- 2025.12.26
徳島市「賞味期限切れ備蓄食品」問題をどう捉えるか
最近、徳島市で「生活保護受給者に賞味期限切れの備蓄食品を提供していた」という報道があり、SNSを中心に大きな批判が巻き起こりました。
TBS:生活困窮者に賞味期限切れの備蓄食品を支給 “自己責任”同意書にサインも 徳島市
遠藤彰良市長は記者会見で、
「尊厳を傷つけるのはやってはいけないこと」
「無意識の差別があったと言われても仕方がない」
と述べ、対応に問題があったことを認めています。
さらに、
「個人に食品の安全性を押しつけることになった。公的機関が安全性を担保しないといけない」
と陳謝しました。
このように、行政の姿勢そのものが問われる事態となりましたが、この問題は「賞味期限切れ食品を渡した」という表面的な話にとどまりません。

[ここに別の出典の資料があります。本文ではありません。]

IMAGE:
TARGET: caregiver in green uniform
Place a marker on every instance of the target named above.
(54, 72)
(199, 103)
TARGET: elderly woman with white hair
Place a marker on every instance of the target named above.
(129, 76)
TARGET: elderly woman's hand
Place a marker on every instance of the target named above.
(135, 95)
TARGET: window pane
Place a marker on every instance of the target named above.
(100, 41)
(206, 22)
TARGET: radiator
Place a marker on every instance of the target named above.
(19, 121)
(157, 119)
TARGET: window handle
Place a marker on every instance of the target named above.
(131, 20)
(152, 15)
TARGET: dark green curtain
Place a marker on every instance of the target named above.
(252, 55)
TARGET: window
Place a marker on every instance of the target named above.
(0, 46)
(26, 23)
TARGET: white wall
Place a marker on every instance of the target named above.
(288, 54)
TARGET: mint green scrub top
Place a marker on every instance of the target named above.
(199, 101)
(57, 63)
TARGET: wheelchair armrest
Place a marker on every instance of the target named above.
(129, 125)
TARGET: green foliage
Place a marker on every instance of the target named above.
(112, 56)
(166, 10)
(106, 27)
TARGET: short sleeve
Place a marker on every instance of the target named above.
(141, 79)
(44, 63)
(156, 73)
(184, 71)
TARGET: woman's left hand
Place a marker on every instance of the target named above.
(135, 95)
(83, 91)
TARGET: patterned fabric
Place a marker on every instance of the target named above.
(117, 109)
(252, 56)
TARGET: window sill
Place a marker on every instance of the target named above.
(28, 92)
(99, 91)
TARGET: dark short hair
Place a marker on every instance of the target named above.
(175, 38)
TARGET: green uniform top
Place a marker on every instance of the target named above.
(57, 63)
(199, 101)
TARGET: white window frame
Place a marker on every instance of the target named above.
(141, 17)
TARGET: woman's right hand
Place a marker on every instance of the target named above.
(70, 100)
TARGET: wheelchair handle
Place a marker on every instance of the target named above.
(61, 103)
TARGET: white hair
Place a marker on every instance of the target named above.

むしろ、行政手続きの透明性や、支援のあり方そのものを考える契機として捉えるべきだと感じています。
賞味期限切れ食品の提供は、法的に即アウトではない
まず確認しておきたいのは、
「賞味期限切れ=危険」ではないという点です。
賞味期限は「おいしく食べられる期限」であり、期限を過ぎてもすぐに安全性が損なわれるわけではありません。
特に備蓄品は保存性が高く、レトルト食品や缶詰、乾パンなどは、期限超過後も一定期間は品質が保たれるケースが多くあります。

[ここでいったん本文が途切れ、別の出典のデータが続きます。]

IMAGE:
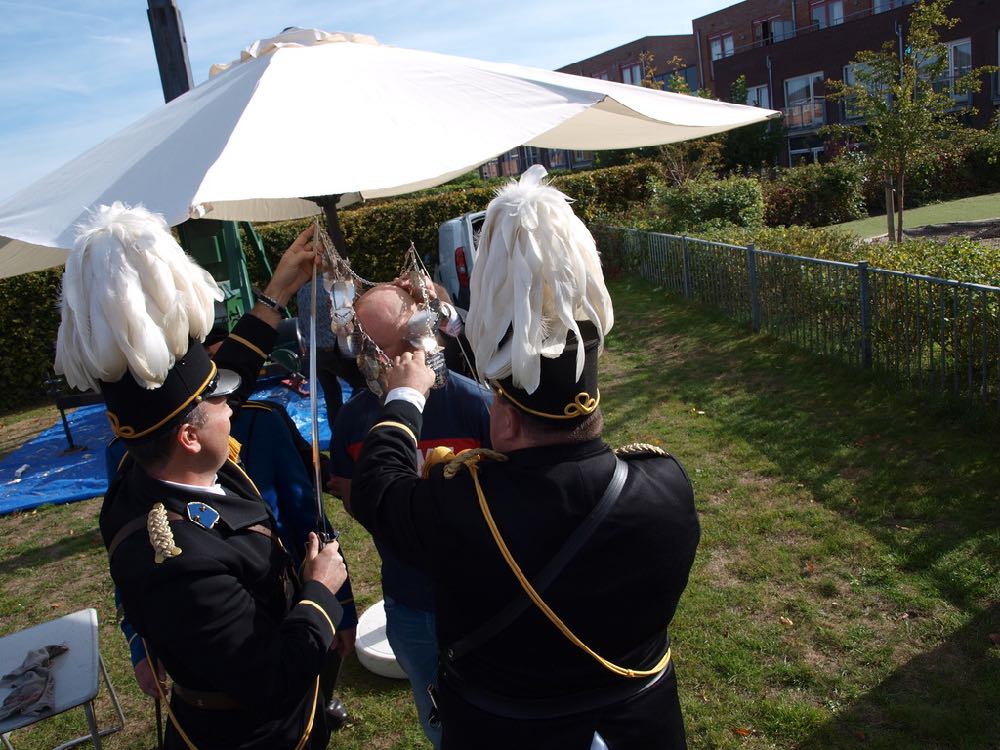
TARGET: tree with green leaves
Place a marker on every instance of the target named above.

実際、全国の自治体では、賞味期限切れ直後の備蓄食品を福祉団体に提供する取り組みが行われています。
食品ロス削減の観点からも、一定の合理性があります。
したがって、今回の問題は「賞味期限切れ食品を渡したこと」そのものではありません。
問題の核心は“行政手続きの妥当性”にある
今回のケースで本当に問われるべきは、行政の手続きが適切だったかどうかです。
1.受給者の“自由意思”は担保されていたか
生活保護受給者は立場が弱く、断りづらい状況に置かれやすいものです。
たとえ同意書にサインがあっても、実質的に選択の余地がなかった可能性があります。
行政には、形式的同意ではなく、実質的同意を確保する責務があります。
2.安全性の判断基準は明確だったか
- 誰が安全性を判断したのか
- どの基準で判断したのか
- ガイドラインは存在したのか
- 健康被害が出た場合の備えはあったのか
これらが曖昧な場合、結果に問題がなくても「行政の姿勢」として批判されやすくなります。

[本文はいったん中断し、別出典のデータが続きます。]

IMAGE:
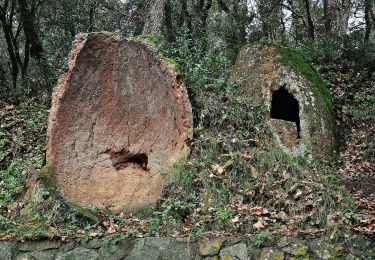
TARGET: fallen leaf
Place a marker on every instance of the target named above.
(259, 225)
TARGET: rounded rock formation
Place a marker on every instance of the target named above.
(300, 108)
(120, 118)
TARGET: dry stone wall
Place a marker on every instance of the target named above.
(225, 248)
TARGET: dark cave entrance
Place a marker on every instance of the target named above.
(285, 107)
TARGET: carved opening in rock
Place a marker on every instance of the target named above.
(122, 159)
(285, 107)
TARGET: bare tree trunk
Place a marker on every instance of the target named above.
(327, 17)
(310, 24)
(155, 19)
(344, 14)
(6, 19)
(367, 20)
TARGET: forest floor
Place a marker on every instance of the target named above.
(277, 197)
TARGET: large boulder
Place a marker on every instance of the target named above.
(120, 118)
(300, 108)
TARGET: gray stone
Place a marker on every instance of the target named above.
(7, 250)
(161, 243)
(68, 247)
(44, 255)
(297, 249)
(39, 245)
(271, 254)
(24, 256)
(117, 251)
(79, 253)
(210, 247)
(180, 251)
(92, 244)
(238, 251)
(141, 251)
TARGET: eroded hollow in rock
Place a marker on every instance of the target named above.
(285, 107)
(122, 159)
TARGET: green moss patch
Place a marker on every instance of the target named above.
(296, 60)
(160, 47)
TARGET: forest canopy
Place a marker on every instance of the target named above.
(37, 34)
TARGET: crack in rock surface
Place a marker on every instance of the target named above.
(128, 115)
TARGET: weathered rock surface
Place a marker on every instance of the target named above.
(119, 120)
(300, 108)
(347, 247)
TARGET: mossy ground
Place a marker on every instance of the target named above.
(236, 181)
(296, 60)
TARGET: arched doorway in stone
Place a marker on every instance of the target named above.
(284, 106)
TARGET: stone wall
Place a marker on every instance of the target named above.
(191, 248)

備蓄品の性質を踏まえれば“合理的な活用”の余地はある
一方で、備蓄品の特性を踏まえれば、賞味期限切れ備蓄食品の活用には一定の合理性があることも事実です。
- 保存性が高い
- 品質劣化が緩やか
- 廃棄コストの削減
- 緊急支援の迅速化
こうした観点から、全国の自治体が備蓄品を福祉用途に回している実例があります。
つまり、「賞味期限切れ食品を活用する」という選択肢自体は、必ずしも否定されるべきものではないということです。
行政はどうすべきだったのか
ここが最も重要なポイントです。
1. 食品安全性の基準を明文化する
「賞味期限超過は最大○ヶ月まで」
「保存状態のチェック項目」
など、行政としての基準を持つことで説明責任が果たせます。
2. “選択肢”を用意する
- 断っても不利益がないことを明示
- 緊急小口貸付
- フードバンク紹介
こうした代替手段を提示することで、実質的な自由意思を確保できます。
3. 透明性を確保する
- 事業の目的
- 基準
- 安全性評価
これらを公開し、市民に説明することで、行政への信頼は大きく高まります。
前向きな論考としての Wedge Online の視点
Wedge Online では、明治大学専門職大学院ガバナンス研究科(公共政策大学院)専任教授の大山典宏氏が
- 食品ロス削減と福祉支援の両立
- フードバンクとの連携強化
- 行政手続きの透明性
など、建設的な提案を示しています。
「賞味期限切れ」食品を生活保護申請者らに支給した徳島市の対応は「何が」問題だったのか?現場のジレンマと今回の事例から学ぶべきこと
今回の件を、「良質な論考が生まれる契機になった」と前向きに捉える視点は、非常に重要です。
結論:問題は“賞味期限切れ食品”ではなく、“手続きの透明性”にある
賞味期限切れ備蓄品の活用は、現場感覚としても政策としても合理性があります。しかし、
- 安全性の判断基準
- 同意の実質性
- 手続きの透明性
これらが不十分だったために、行政への信頼が揺らぐ結果になりました。
逆に言えば、これらを整えれば、持続可能で尊厳を守る支援モデルに進化できるということです。
今回の事例は、「批判して終わり」ではなく、支援のあり方をアップデートするための重要な材料として活かすべきだと考えています。